As it has been described in the papers and other materials I have read/listened to, it seems that the idea of the voting mechanism across cortical columns supposes that different columns may be detecting different features of the sensory stream. Is there some idea of how localized these feature detectors are? Are some columns dedicated mostly to edges and others to colours? Or are these questions unanswerable at the current stage of research?
A priori I would expect a strong degree of localization, to avoid too much redundancy (although for sure a little is good).
On a similar vein, I also wondered whether we might suppose that certain columns are much better at recognising certain whole objects than others.
Definitely, though I would argue any sane learning system is equipped with some level of locality prior. Without good locality, the computational and memory complexity as well as the amount of data required would grow exponentially(and no locality means it’s impossible to learn at all).
But for TBT, it’s more nuanced than that. Cortical columns are not just feature detectors, they treat a feature as an object(or a part of an object) and have the knowledge of manipulating it. Conversely, they can recognise particular configurations(e.g. rotation) of an object, the machine learning and math folks call this property equivariance.
Plus, they are holistic and thus deal with compositional hierarchies. One key difference to a naive locality is that it is not required to directly learn particular configurations of composite objects. The configurations of the component objects translate directly to the configuration of the composite object and vice versa. i.e. it doesn’t take a lot to learn a novel variation of a known object.
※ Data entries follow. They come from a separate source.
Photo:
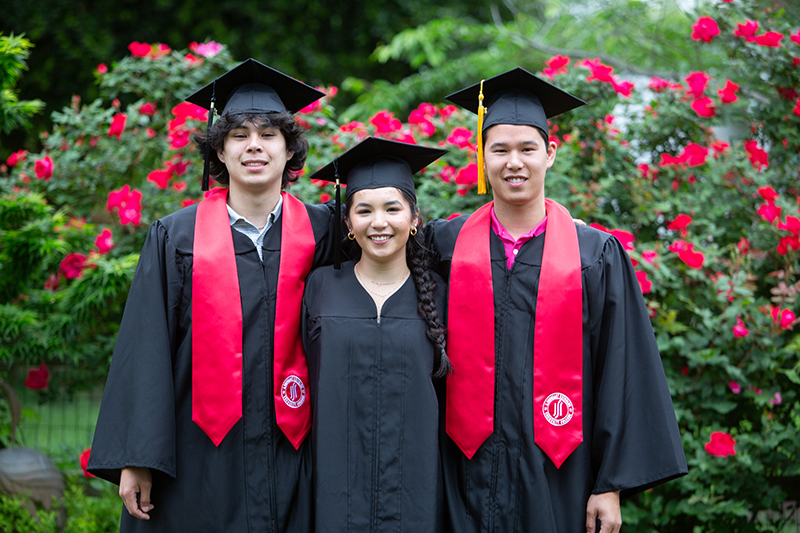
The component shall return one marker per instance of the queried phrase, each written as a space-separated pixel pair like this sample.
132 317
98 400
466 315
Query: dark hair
293 133
419 263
It just have to learn the variance in relation to the known object. As an example, if you know how a coffee cup looks in every possible orientation, it is trivial to imagine how a cup with a logo on it rotates. You just have to learn the relative pose of the logo in relation to the cup.
Very likely. Though as there’s so much ambiguity at large scales, the columns at the lower levels would have to help them pin down to a specific object. Which in turn, enables fast voting between the lower level columns(like a shortcut).